How easy things will be if out machines could tell us that which part of theirs need a repair. We all use devices and many times, they do not work normally. We often take them to the respective repair shop to know what is wrong. But if the machine could itself speak that my battery is not charging or my adapter needs repair, how easy it would be for us. If not on an extreme level, this though is revolving near possibility. UConn in association with the United Technologies research center has directed the scientists to use additive manufacturing technology and create machines which are smart enough to alert their user about the damage when worn. Polymer-based magnets with geometries intricate enough are opening up the possibility of designs and shapes of manufactured products to be unique.

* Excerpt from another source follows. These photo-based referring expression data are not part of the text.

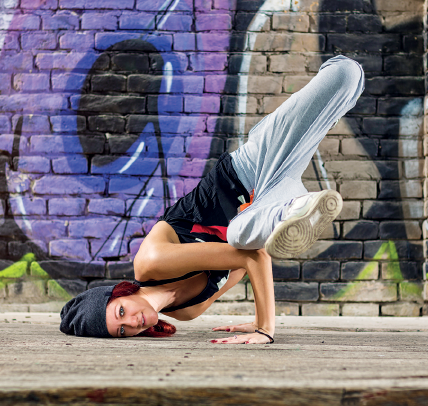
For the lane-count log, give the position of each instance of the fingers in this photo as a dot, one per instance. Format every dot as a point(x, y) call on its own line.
point(242, 328)
point(222, 328)
point(243, 339)
point(231, 340)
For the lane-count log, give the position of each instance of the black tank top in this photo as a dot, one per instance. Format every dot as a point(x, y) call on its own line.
point(203, 216)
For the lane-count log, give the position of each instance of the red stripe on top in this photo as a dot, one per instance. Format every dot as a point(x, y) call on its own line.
point(219, 231)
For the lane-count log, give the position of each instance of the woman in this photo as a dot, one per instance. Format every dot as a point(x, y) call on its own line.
point(279, 220)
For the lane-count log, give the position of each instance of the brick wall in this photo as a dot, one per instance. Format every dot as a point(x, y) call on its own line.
point(110, 111)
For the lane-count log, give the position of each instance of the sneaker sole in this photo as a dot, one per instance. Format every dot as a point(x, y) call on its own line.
point(293, 236)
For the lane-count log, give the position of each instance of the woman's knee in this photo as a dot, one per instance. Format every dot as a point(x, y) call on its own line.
point(241, 235)
point(348, 74)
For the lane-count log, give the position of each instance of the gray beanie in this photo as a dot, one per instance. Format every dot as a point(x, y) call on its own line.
point(85, 315)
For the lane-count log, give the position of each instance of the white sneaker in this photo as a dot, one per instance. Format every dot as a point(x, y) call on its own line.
point(305, 220)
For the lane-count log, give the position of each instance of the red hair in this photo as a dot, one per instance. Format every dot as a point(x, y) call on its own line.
point(162, 329)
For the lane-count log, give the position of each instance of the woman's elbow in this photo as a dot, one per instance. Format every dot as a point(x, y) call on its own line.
point(146, 261)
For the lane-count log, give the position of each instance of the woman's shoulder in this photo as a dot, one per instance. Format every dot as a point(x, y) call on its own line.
point(159, 236)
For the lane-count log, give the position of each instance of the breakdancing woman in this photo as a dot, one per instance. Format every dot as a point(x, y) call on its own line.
point(213, 228)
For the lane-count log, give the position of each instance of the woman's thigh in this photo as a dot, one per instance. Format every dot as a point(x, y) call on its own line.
point(283, 143)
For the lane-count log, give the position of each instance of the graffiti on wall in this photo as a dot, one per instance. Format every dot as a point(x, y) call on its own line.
point(113, 123)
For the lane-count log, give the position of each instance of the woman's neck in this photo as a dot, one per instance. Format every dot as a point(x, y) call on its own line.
point(159, 297)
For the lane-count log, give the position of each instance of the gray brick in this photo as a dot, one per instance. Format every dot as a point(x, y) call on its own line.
point(381, 126)
point(292, 84)
point(365, 106)
point(286, 270)
point(413, 43)
point(265, 84)
point(395, 86)
point(412, 291)
point(402, 270)
point(358, 190)
point(296, 291)
point(271, 103)
point(364, 23)
point(286, 309)
point(360, 309)
point(360, 146)
point(356, 170)
point(373, 291)
point(321, 270)
point(400, 189)
point(393, 210)
point(300, 42)
point(334, 250)
point(410, 230)
point(360, 270)
point(363, 43)
point(360, 230)
point(287, 63)
point(258, 63)
point(291, 22)
point(413, 168)
point(327, 23)
point(404, 65)
point(351, 210)
point(401, 148)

Three-dimensional printing has proved to be an innovation aloof of its era. It is making use of direct technology to build layer by layer a solid object. It uses a semi-solid ink which resembles a toothpaste in terms of viscosity and is squeezed out of a tube during the printing. 

If the lines created by the printing machine are capable of carrying electric current or act as a sensor to detect the part damaged, it would be a revolutionary discovery. Parallel lines of silver, when coupled with resistors and embedded into a component, would form a circuit. The lines would be able to deal with a specific amount of voltage. When the part constituting this closed chain will get damaged, the circuit will be incomplete and energy will not flow through it. The readings which will be in real time will allow the people to assess the damage without having to encroach upon the whole machine. 

Till now engineers had to open up the whole device to find out the reason behind the problem but with these active microsensors, they will get a better idea of the machine. This technique can be especially beneficial for huge types of machinery like jet turbines engine or its blades. The damage could be identified in less time and will be repaired quickly too. This small change during the manufacturing process can change the concept of designing machinery. Sameh Dardona who is the Director of Research and Innovation at UTRC and serves as the innovative engineer for United technologies Corporation stated that such functions will not only make the devices smarter but will help us improve the performance, minimize the risk of machine failures and save a fine amount of money.    

The UConn-UTRC team has embedded sensor lines of 15*50 microns. This dimension is thinner than that of an average human hair. Developing such a sensor is not easy but this task has been accomplished by our eminent scientists. The university has applied for a patent for the sensor and the technology might soon be used in a full-fledged way.